A number of human resources (HR) leaders I’ve worked with in my consulting role have faced the same struggle confronting undervalued and stereotyped safety professionals. Old-school personnel departments handled hiring and firing, kept personnel files, and so on. HR folks have struggled to change the perception of their work from strictly “transactional” to “transformational,” to use today’s jargon.

HR pros have been aided and abetted lately by the growing realization in business that most difficult issues are, in fact, people issues, and HR is uniquely positioned to be a strategic business partner, or problem-solver, here. Some organizations still have not given up the traditional perception of HR as the transactional record-keeper whose work could easily be outsourced. But many companies, especially some of the very best, have indeed changed how their HR department is viewed and utilized. HR is accorded its proper place at the table, along with operations, sales, legal and finance, as an equally indispensable partner in managing the business.

In the HR field there has been support for this proper ascension in the ranks from several corners. I mention as an object lesson for safety folks the stellar work of Dave Ulrich at the University of Michigan. Ulrich has written several books and published articles in prominent places like Harvard Business Review, strongly making the case that HR is a critically important strategic business partner. I don’t think it’s a stretch to make a parallel case for safety.

Safety’s strategic plan

Part of HR’s rise in the corporate hierarchy is due to getting in tune with the overall strategy of the business. I have helped several HR departments craft strategic plans that align with corporate plans. What would a safety strategic plan look like?

How is the role of safety identified in the vision/mission/values statements of your company? Is it mentioned prominently enough as a core commitment, a central element of your culture? If not, how do you make it more explicit and prominent? If it’s not mentioned at all, how do you get it there?

What is the ten-year safety strategy? How will your role, and the work you and your folks do, look a decade or so out? Have you and your team grappled with these questions? What are the nearer-term safety initiatives that align with and support that ten-year strategy?

Critically, how will that ten-year safety strategy support and enhance the overall strategy of the business? If, for example, it is part of the overall strategic plan for your business to grow through acquisition, what is the plan for integrating new members of the team into the safety culture of your organization? What if new plants are acquired or built overseas? How will you manage safety oversight, especially if those operations outsource to smaller contractors? How do you ensure safety in a global supply chain? If new equipment and new technology are brought into your business, what are the safety implications? How should that equipment be designed for safe operation? How must operators, maintenance folks, and others be trained to operate, service and repair the equipment safely?

For example, in the airline industry, the advent and widespread application of the automated, computerized cockpit has probably reduced incidents, but it has by no means eliminated error and error-related incidents.
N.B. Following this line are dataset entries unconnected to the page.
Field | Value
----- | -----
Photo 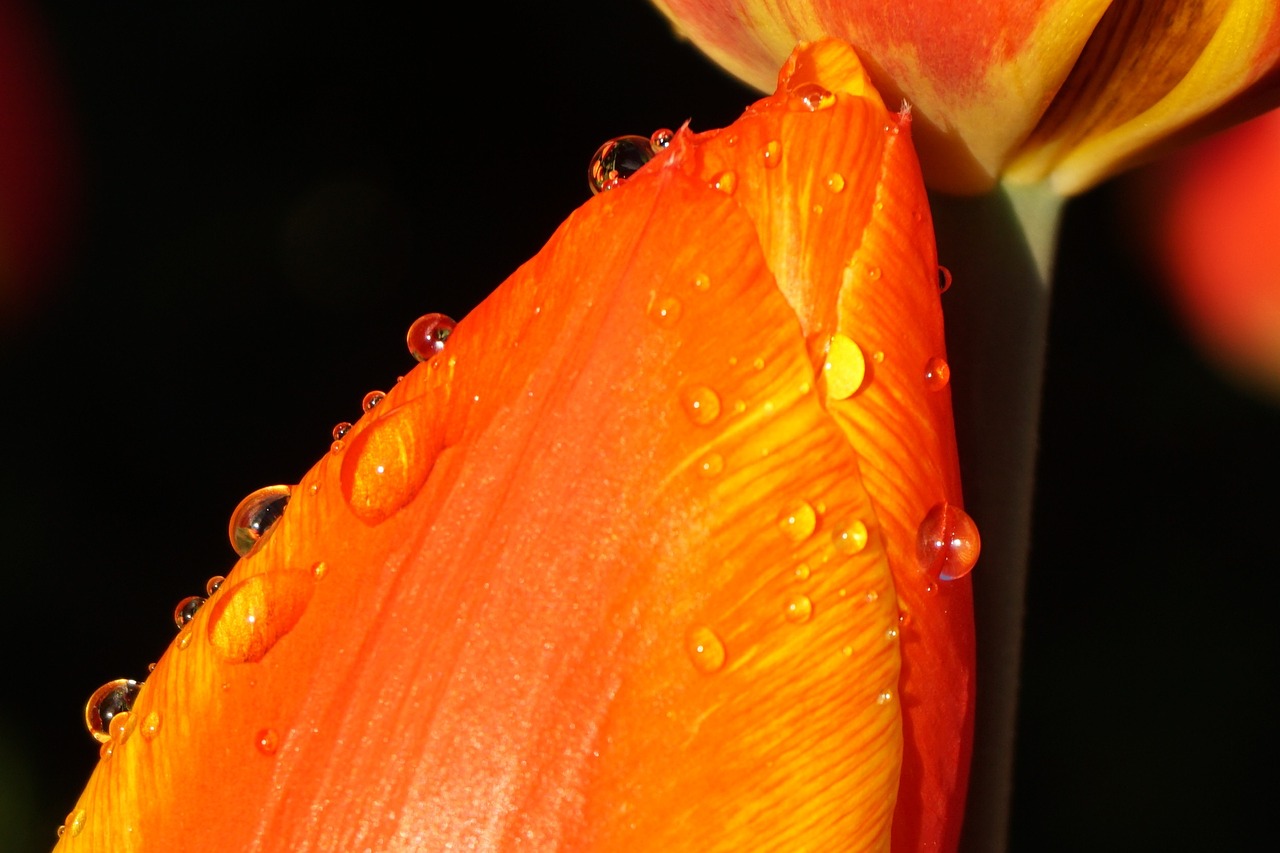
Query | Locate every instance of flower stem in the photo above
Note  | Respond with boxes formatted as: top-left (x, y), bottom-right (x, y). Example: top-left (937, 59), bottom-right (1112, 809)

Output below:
top-left (931, 180), bottom-right (1064, 853)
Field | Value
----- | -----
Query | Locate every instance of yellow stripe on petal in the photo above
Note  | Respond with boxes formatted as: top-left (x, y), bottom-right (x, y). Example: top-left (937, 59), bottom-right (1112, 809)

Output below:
top-left (1006, 0), bottom-right (1280, 195)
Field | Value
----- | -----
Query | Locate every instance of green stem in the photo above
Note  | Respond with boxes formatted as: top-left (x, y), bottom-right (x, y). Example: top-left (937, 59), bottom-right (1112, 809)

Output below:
top-left (931, 180), bottom-right (1064, 853)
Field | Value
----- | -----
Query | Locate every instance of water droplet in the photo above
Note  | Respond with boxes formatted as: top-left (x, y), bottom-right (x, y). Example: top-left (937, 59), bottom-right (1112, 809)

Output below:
top-left (783, 596), bottom-right (813, 625)
top-left (915, 501), bottom-right (982, 580)
top-left (227, 485), bottom-right (289, 557)
top-left (649, 127), bottom-right (676, 154)
top-left (142, 711), bottom-right (160, 742)
top-left (253, 729), bottom-right (280, 756)
top-left (84, 679), bottom-right (142, 743)
top-left (760, 140), bottom-right (782, 169)
top-left (712, 169), bottom-right (737, 196)
top-left (787, 83), bottom-right (836, 113)
top-left (340, 406), bottom-right (440, 524)
top-left (831, 521), bottom-right (867, 555)
top-left (698, 453), bottom-right (724, 476)
top-left (648, 295), bottom-right (684, 329)
top-left (686, 628), bottom-right (724, 672)
top-left (924, 359), bottom-right (951, 391)
top-left (586, 136), bottom-right (653, 195)
top-left (778, 501), bottom-right (818, 542)
top-left (173, 596), bottom-right (205, 628)
top-left (819, 332), bottom-right (867, 400)
top-left (209, 570), bottom-right (315, 663)
top-left (407, 314), bottom-right (457, 358)
top-left (680, 386), bottom-right (719, 427)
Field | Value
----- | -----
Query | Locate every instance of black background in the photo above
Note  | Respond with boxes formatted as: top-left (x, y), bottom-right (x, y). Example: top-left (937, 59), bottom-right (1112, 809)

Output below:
top-left (0, 0), bottom-right (1280, 850)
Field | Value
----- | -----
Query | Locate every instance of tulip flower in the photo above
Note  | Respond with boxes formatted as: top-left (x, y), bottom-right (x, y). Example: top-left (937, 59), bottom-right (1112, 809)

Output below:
top-left (654, 0), bottom-right (1280, 195)
top-left (49, 41), bottom-right (978, 852)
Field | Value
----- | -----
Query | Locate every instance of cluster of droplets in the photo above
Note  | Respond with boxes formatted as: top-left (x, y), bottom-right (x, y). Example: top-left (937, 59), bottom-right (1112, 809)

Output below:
top-left (586, 127), bottom-right (676, 195)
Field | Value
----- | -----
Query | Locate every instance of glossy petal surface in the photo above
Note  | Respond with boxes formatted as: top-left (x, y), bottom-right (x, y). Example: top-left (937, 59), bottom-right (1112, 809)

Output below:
top-left (59, 42), bottom-right (972, 850)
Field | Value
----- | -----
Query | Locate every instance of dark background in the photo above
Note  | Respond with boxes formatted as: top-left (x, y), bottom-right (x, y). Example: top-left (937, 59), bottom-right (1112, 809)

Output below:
top-left (0, 0), bottom-right (1280, 852)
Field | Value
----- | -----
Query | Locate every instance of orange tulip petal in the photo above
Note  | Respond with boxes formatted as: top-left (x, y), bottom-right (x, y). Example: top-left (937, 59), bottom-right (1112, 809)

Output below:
top-left (59, 36), bottom-right (972, 850)
top-left (654, 0), bottom-right (1108, 192)
top-left (1007, 0), bottom-right (1280, 195)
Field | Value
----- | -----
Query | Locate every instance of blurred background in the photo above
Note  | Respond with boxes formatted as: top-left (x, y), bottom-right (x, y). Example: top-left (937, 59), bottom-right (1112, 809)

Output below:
top-left (0, 0), bottom-right (1280, 852)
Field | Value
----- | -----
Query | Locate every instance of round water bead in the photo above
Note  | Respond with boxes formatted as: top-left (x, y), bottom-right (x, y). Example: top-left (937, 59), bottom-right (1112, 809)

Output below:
top-left (227, 485), bottom-right (291, 557)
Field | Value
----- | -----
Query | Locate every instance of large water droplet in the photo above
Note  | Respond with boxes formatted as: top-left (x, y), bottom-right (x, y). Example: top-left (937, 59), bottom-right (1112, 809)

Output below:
top-left (227, 485), bottom-right (289, 557)
top-left (173, 596), bottom-right (205, 628)
top-left (680, 386), bottom-right (721, 427)
top-left (778, 501), bottom-right (818, 542)
top-left (782, 596), bottom-right (813, 625)
top-left (787, 83), bottom-right (836, 113)
top-left (209, 570), bottom-right (315, 663)
top-left (924, 359), bottom-right (951, 391)
top-left (819, 332), bottom-right (867, 400)
top-left (407, 314), bottom-right (457, 358)
top-left (586, 136), bottom-right (653, 195)
top-left (916, 501), bottom-right (982, 580)
top-left (84, 679), bottom-right (142, 743)
top-left (685, 628), bottom-right (724, 672)
top-left (340, 406), bottom-right (439, 524)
Indeed, automation of the cockpit has shifted the pattern and types of errors seen. A keystroke error may now be a major concern, as pilots program the flight coordinates into the computer that will in turn do much of the work of flying the plane.

What if there has been a lot of turnover in your business? Is that likely to continue in the future? What is the plan for training new employees — who may be unfamiliar with your industry as well as your company — in safe operations? What is the plan for coaching supervisors and others in how to train and watch out for new recruits? How do you get those critical safety plans into the strategic mix? Does your company have several contractors on site? How does your function ensure that they are properly trained and suited in terms of safe operation?

Think long-term

Of course, safety professionals have to be ready and able to deal with emergencies and be oriented to action in the short term. But to secure your seat at the big table, you must develop strategic safety plans in support of the overall business strategic plan and sell and promote those plans to organization leaders. You need to have (and to volunteer) good answers to the question, “When I am not putting out fires, what is my job?”

In short, you earn a valued place at the table not by complaining that your good works are not recognized, that the organization doesn’t appreciate you, and that they’d be really sorry if you were gone. Wishing for more recognition is an empty, unproductive exercise. You get your place at the table by adding visible value to the organization — by having a good story to tell, and then telling it well.